Step one, the melt value. Face value times the silver factor times spot. - US 90%: face × 0.715 × spot - Canadian 80%: face × 0.60 × spot
At $75 spot, a $10 face bag of US 90% holds 7.15 oz, so its melt is about $536. The same $10 face in Canadian 80% holds 6 oz, so about $450. (Spot will be whatever it is when you read this. The factors don't change.)
Step two, the premium. Junk silver trades at a premium over that melt, usually a low one, sometimes higher when small silver is in demand. The asking price is melt plus a bit. Compare that premium to what other forms of silver cost, since a low premium is junk silver's main advantage and the whole reason to reach for it.
Step three, if it's at auction, the all-in. Junk silver turns up at auction in bags and lots ("$50 face value 90% silver"), and the same rule applies as for any auction lot: the hammer isn't what you pay. Add the buyer's premium and shipping to get your all-in, divide by the ounces of actual silver, and set that all-in cost per ounce against what a dealer charges for the same junk silver. A bag that looks cheap on the hammer can lose to a dealer once the premium and shipping land, which is the whole point of running the all-in, applied to coins instead of bars.
One tax note for Canadian buyers
Here's one that surprises people: in Canada, junk silver is taxable, not exempt. The GST/HST exemption for precious metals requires silver of at least 99.9% purity, and junk silver is 90% or 80%, well below that line. So unlike a .9999 bullion coin or bar, a bag of junk silver has sales tax on it. That doesn't make it a bad buy, the low premium can still win, but fold the tax into your real cost when you compare. (We're not tax specialists, so confirm your own situation.)
The bottom line
Junk silver is one of the most accessible ways to stack: real silver, low premiums, small divisible pieces, and coins that are easy to recognize and easy to resell. The name is the only intimidating thing about it, and now it isn't. Learn the two factors, 0.715 for US 90% and 0.60 for Canadian 80%, and you can price any bag in your head against spot.

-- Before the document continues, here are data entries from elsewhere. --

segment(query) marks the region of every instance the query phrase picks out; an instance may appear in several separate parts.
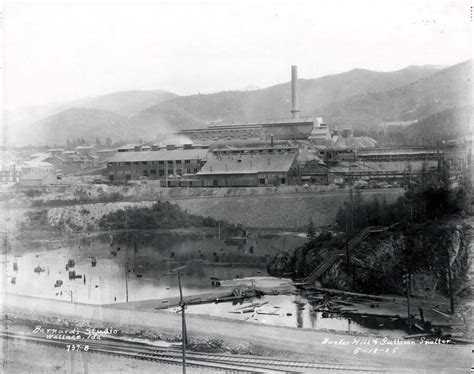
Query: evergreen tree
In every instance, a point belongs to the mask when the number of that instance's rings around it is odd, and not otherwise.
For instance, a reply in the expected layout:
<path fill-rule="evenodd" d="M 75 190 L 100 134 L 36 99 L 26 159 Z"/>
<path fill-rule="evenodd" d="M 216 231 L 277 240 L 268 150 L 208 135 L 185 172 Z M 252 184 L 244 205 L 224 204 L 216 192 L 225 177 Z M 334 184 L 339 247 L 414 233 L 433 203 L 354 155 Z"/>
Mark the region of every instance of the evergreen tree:
<path fill-rule="evenodd" d="M 309 218 L 308 224 L 306 226 L 306 238 L 309 242 L 312 242 L 314 239 L 316 239 L 316 228 L 314 227 L 314 222 L 311 217 Z"/>

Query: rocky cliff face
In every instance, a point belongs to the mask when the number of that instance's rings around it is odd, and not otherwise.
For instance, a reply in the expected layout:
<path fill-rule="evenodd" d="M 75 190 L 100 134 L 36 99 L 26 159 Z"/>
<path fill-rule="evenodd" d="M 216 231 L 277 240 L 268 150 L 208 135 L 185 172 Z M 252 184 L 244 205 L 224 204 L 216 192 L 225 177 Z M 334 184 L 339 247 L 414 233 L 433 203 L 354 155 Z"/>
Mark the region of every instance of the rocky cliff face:
<path fill-rule="evenodd" d="M 409 226 L 409 225 L 407 225 Z M 472 226 L 464 222 L 431 222 L 373 235 L 350 256 L 327 271 L 321 285 L 369 294 L 404 294 L 403 276 L 412 273 L 412 294 L 448 294 L 448 261 L 453 292 L 468 292 Z M 291 253 L 276 256 L 268 266 L 272 275 L 303 278 L 317 267 L 339 242 L 309 242 Z M 340 247 L 339 247 L 340 248 Z M 449 259 L 449 260 L 448 260 Z"/>

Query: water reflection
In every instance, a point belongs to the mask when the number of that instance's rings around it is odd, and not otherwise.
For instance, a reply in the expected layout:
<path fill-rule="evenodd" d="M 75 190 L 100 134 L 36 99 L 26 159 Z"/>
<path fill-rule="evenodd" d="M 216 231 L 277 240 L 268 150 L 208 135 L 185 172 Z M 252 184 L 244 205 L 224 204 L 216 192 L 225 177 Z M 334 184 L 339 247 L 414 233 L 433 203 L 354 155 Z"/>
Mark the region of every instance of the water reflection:
<path fill-rule="evenodd" d="M 177 279 L 163 274 L 186 264 L 183 291 L 193 295 L 213 290 L 211 277 L 266 275 L 266 255 L 304 241 L 291 233 L 265 237 L 254 233 L 245 240 L 151 233 L 129 233 L 128 242 L 126 238 L 125 234 L 84 236 L 20 256 L 14 256 L 12 248 L 7 290 L 67 301 L 72 293 L 77 302 L 108 304 L 126 300 L 128 283 L 129 301 L 168 298 L 177 294 Z M 73 266 L 66 266 L 69 260 L 74 260 Z"/>
<path fill-rule="evenodd" d="M 258 302 L 260 307 L 251 308 L 251 304 Z M 254 309 L 251 313 L 240 313 Z M 240 308 L 240 309 L 239 309 Z M 175 312 L 176 308 L 170 308 Z M 337 315 L 322 312 L 313 312 L 311 303 L 299 295 L 268 295 L 251 301 L 235 303 L 214 303 L 190 305 L 188 314 L 205 314 L 216 317 L 237 319 L 240 321 L 263 323 L 305 329 L 328 329 L 344 332 L 378 333 L 386 336 L 403 336 L 405 326 L 402 322 L 391 321 L 388 318 L 363 318 L 359 315 Z"/>

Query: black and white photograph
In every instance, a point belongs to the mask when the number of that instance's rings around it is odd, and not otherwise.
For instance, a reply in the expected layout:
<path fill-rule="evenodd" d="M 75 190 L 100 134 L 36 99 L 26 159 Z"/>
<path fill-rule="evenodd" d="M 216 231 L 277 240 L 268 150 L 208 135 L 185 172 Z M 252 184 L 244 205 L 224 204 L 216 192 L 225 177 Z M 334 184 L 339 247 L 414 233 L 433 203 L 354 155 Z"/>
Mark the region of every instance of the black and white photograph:
<path fill-rule="evenodd" d="M 1 373 L 473 372 L 472 1 L 0 5 Z"/>

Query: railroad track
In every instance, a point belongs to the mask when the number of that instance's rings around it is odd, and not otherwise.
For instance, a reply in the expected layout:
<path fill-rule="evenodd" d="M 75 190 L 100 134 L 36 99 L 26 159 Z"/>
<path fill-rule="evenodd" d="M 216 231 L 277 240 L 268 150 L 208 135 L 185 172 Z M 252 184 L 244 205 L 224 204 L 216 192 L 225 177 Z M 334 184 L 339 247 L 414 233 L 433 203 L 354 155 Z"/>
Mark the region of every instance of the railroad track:
<path fill-rule="evenodd" d="M 3 339 L 21 340 L 33 344 L 43 344 L 66 349 L 67 345 L 88 345 L 88 353 L 117 355 L 132 359 L 155 361 L 170 365 L 182 365 L 181 349 L 161 348 L 145 343 L 109 340 L 53 340 L 40 336 L 0 332 Z M 82 351 L 81 351 L 82 352 Z M 346 365 L 316 363 L 310 361 L 290 361 L 250 355 L 230 355 L 203 352 L 186 352 L 186 366 L 227 373 L 387 373 L 389 369 L 366 365 Z"/>

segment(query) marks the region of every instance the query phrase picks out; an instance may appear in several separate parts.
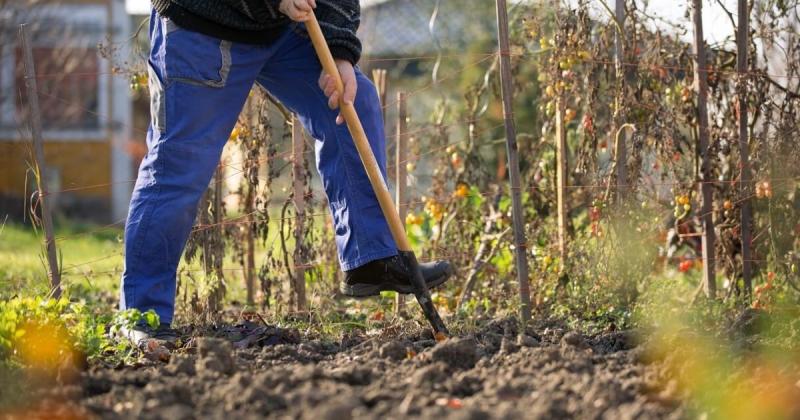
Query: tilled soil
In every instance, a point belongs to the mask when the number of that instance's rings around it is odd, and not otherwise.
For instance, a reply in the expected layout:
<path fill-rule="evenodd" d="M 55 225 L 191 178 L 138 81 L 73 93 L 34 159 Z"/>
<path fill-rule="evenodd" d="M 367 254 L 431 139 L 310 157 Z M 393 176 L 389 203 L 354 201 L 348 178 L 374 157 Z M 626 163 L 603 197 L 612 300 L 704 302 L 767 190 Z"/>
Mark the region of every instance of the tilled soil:
<path fill-rule="evenodd" d="M 410 323 L 410 322 L 409 322 Z M 262 331 L 263 333 L 263 331 Z M 92 367 L 44 406 L 100 418 L 682 418 L 632 334 L 494 320 L 442 342 L 395 326 L 341 342 L 199 337 L 168 363 Z M 277 344 L 275 344 L 277 343 Z M 64 405 L 67 398 L 70 403 Z"/>

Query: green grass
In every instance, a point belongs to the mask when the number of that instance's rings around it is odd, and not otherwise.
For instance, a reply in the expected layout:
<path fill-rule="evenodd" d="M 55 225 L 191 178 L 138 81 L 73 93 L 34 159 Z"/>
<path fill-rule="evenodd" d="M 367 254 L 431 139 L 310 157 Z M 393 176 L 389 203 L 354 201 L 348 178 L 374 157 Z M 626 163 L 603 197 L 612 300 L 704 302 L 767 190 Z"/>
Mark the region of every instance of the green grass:
<path fill-rule="evenodd" d="M 0 226 L 0 299 L 49 291 L 43 232 L 29 225 Z M 122 270 L 122 230 L 67 223 L 56 231 L 62 283 L 73 295 L 116 293 Z"/>
<path fill-rule="evenodd" d="M 234 216 L 230 216 L 234 217 Z M 277 240 L 279 215 L 270 222 L 270 237 L 267 247 L 278 252 Z M 87 303 L 100 303 L 110 308 L 119 294 L 119 281 L 123 267 L 123 230 L 121 227 L 103 227 L 81 224 L 66 220 L 56 221 L 56 246 L 62 267 L 62 286 L 65 295 L 71 300 L 85 300 Z M 316 227 L 319 229 L 319 226 Z M 44 297 L 50 291 L 47 277 L 47 263 L 43 250 L 43 232 L 35 231 L 30 225 L 19 223 L 0 223 L 0 300 L 12 297 Z M 294 238 L 287 238 L 291 253 Z M 261 265 L 266 255 L 265 246 L 257 243 L 255 261 Z M 241 266 L 231 249 L 226 250 L 224 266 L 227 293 L 226 301 L 244 301 L 245 287 Z M 335 262 L 334 262 L 335 263 Z M 195 272 L 197 279 L 202 275 L 201 258 L 190 265 L 181 258 L 179 272 L 188 268 Z M 280 275 L 284 275 L 281 271 Z M 198 287 L 193 281 L 187 287 Z"/>

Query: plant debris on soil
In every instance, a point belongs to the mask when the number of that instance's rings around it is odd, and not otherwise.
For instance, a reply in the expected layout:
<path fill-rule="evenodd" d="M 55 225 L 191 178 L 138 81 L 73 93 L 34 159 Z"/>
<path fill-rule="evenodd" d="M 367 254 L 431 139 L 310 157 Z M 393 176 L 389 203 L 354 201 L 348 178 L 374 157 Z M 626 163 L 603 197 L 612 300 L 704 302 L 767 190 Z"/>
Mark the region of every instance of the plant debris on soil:
<path fill-rule="evenodd" d="M 682 418 L 629 332 L 492 320 L 437 342 L 412 321 L 339 342 L 273 327 L 188 339 L 169 362 L 93 366 L 36 412 L 99 418 Z M 219 338 L 223 337 L 223 338 Z M 28 413 L 31 414 L 31 413 Z M 35 414 L 35 413 L 34 413 Z"/>

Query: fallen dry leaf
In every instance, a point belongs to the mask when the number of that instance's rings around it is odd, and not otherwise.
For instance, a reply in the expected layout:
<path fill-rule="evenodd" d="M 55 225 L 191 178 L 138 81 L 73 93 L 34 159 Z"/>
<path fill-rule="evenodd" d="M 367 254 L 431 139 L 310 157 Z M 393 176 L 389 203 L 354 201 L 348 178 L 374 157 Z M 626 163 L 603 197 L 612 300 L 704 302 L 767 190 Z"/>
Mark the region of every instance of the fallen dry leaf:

When it shows up at auction, treat it like any other lot: figure the silver, add the all-in, and compare. Quick Check runs that math on a lot in seconds, and BullionBidder does it across a whole catalog, so a bag of "junk" gets the same honest all-in-versus-retail read as everything else. The coins were never junk. They were just waiting for someone who knew how to price them.